Hong Sang-soo et Lee Chang-dong
Deux œuvres de la Corée du Sud qu’il ne fallait pas rater : Hotel by the River de Hong Sang-soo et Burning de Lee Chang-dong. Le Coréen est un habitué des festivals, qui le choient avec raison, ayant toujours un film, parfois deux, de lui chaque année. Cinéaste prolixe, Hong explore les thèmes qui lui sont chers, tout particulièrement les relations amoureuses. Cette fois, il change un peu de scénario, s’attachant aux relations entre trois membres d’une même famille : le père et ses deux fils, qui ne cesseront de se chercher, de se retrouver et de perdre dans un hôtel au bord d’un lac en hiver. Pour contrebalancer les présences masculines, le cinéaste met en scène une mère et sa fille; celle-ci tente de se remettre d’une relation destructrice. Comme toujours chez Hong, les personnages sont cultivés; le père est poète, un de ses fils est cinéaste. Leurs histoires d’amour sont par ailleurs lamentables. Ils se questionnent, changent d’idées constamment, et comme toujours, c’est une marque de fabrique du cinéaste, ils mangent et boivent beaucoup. Un hôtel, une rivière en hiver : les personnages sont hors du temps, en voyage, plus à la recherche d’eux-mêmes que de l’autre. On est dans le monde de l’incertitude et de l’hésitation, dans une temporalité mouvante, étirée et répétitive. Dans la solitude aussi. Le tout filmé dans un beau noir et blanc, scintillant, velouté, qui enrobe en quelque sorte les personnages dans une mélancolie sans fin, comme ce blanc infini du paysage neigeux, mais qui n’a rien de triste : beaucoup de traits d’humour s’y glissent et donnent une certaine sérénité à ce tableau des ambivalences du cœur et de la raison. Sublime.

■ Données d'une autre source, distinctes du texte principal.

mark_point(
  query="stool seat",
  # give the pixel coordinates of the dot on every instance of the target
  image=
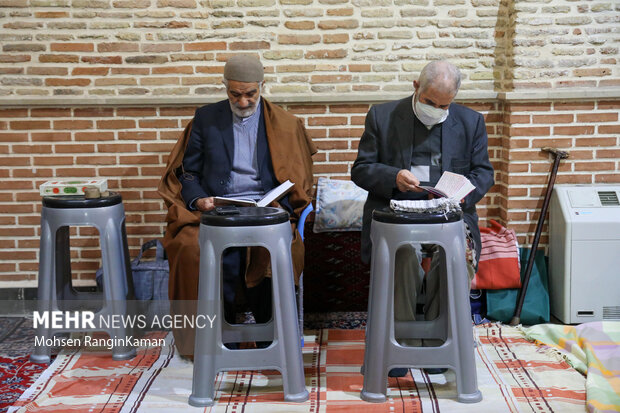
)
(55, 291)
(79, 201)
(251, 227)
(453, 325)
(247, 216)
(400, 217)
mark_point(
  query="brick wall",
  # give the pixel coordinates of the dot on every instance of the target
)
(103, 88)
(97, 48)
(129, 146)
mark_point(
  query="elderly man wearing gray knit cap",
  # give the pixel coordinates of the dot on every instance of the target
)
(241, 147)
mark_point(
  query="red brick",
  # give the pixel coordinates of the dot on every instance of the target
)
(139, 159)
(573, 130)
(306, 109)
(325, 121)
(13, 184)
(597, 117)
(158, 123)
(204, 46)
(326, 54)
(54, 71)
(58, 58)
(67, 82)
(97, 112)
(595, 142)
(102, 60)
(116, 147)
(162, 47)
(573, 105)
(358, 120)
(554, 143)
(90, 71)
(173, 69)
(73, 124)
(15, 161)
(76, 171)
(130, 71)
(116, 124)
(611, 104)
(607, 178)
(136, 112)
(574, 179)
(30, 173)
(137, 135)
(13, 113)
(51, 137)
(78, 148)
(156, 147)
(299, 25)
(533, 131)
(51, 14)
(568, 118)
(306, 39)
(346, 133)
(330, 168)
(72, 47)
(254, 45)
(56, 160)
(349, 108)
(94, 136)
(330, 79)
(359, 68)
(13, 137)
(178, 111)
(117, 47)
(608, 153)
(325, 145)
(95, 160)
(119, 171)
(611, 129)
(342, 156)
(30, 124)
(528, 107)
(50, 112)
(595, 166)
(335, 38)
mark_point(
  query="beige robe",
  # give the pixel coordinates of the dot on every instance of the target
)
(291, 152)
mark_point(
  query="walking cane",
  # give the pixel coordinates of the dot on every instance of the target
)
(559, 155)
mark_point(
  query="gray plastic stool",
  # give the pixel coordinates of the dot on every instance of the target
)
(55, 292)
(268, 228)
(389, 231)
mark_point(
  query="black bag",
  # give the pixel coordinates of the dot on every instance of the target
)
(150, 278)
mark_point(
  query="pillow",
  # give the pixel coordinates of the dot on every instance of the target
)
(339, 206)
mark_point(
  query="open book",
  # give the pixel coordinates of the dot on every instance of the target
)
(273, 195)
(451, 185)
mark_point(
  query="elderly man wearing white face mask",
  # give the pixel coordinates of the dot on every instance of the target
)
(411, 142)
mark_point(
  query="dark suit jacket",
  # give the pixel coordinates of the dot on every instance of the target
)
(386, 148)
(209, 154)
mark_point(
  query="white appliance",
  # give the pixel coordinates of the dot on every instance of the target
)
(584, 253)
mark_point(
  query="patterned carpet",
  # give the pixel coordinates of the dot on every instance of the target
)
(17, 373)
(514, 375)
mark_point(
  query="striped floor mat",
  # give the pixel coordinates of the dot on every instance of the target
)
(514, 375)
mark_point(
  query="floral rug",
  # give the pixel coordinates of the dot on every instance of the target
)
(514, 375)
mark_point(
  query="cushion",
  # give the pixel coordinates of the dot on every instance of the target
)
(339, 206)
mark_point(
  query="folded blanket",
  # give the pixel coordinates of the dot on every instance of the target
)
(498, 267)
(594, 350)
(435, 205)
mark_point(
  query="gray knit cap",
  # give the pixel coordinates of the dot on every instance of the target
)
(244, 68)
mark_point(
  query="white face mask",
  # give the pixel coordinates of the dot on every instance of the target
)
(427, 114)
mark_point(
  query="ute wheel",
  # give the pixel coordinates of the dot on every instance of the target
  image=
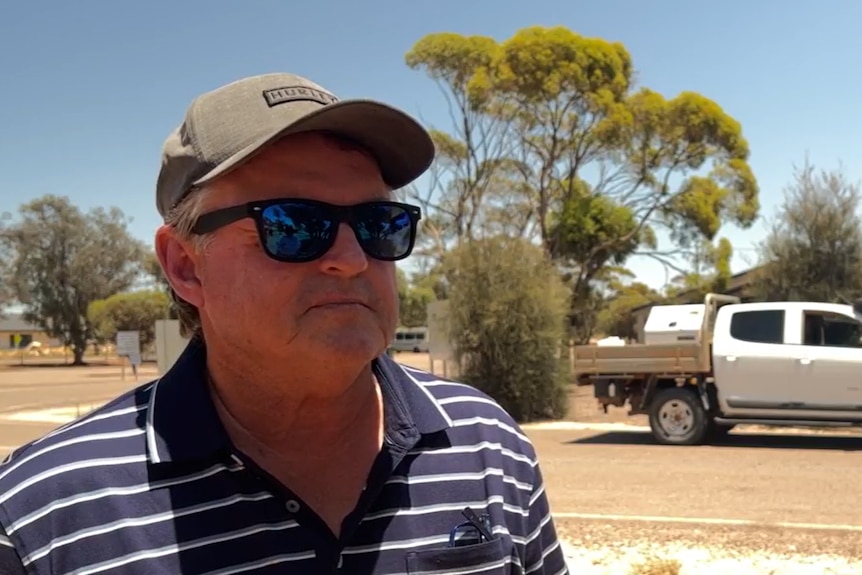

Sublime l’est aussi Burning de Lee Chang-dong, qui donne enfin un film après huit ans et son Poetry qui nous avait ravi, transporté. Superbe film qui a toutes allures d’un thriller, mystérieux, secret, à la fois contemplatif et réaliste. Adaptation d’une nouvelle de Haruki Murakami, il met en scène une jeune homme, Jongsu, qui veut devenir écrivain, et qui rencontre une amie d’enfance, Haemi. Celle-ci part en voyage et revient avec Ben, un jeune homme riche et prétentieux, qui roule en Porsche et vit dans un luxueux appartement. Il raconte à Jongsu son étrange hobby : mettre le feu à des serres. Ce ne sera pas le seul élément étrange dans la vie de Ben. Il est manipulateur et Jongsu le sent. Comme chez Hong, on est plongé dans l’incertitude et les faux-semblants, qui nous entraînent, fasciné, dans un jeu de chausses-trappes et de dédales mentaux où la rivalité en les deux jeunes hommes peut révéler un sentiment amoureux qui ne dit pas son nom. Nous sommes doucement mené dans un glissement progressif astucieux de la narration. Sous les apparences, qui ont tout du rêve, s’insinue une violence qui éclatera, imprévue, dans le dernier plan, admirable – comme tout ce film mené de main de maître. Un chef-d’œuvre.
Il ne nous reste plus après l’écriture de cet article qu’à être patient et attendre quelques jours pour voir Ash Is Purest White (en français : Les éternels) de Jia Zhangke et Dead Souls (Les âmes mortes) de Wang Bing (d’une durée de huit heures!).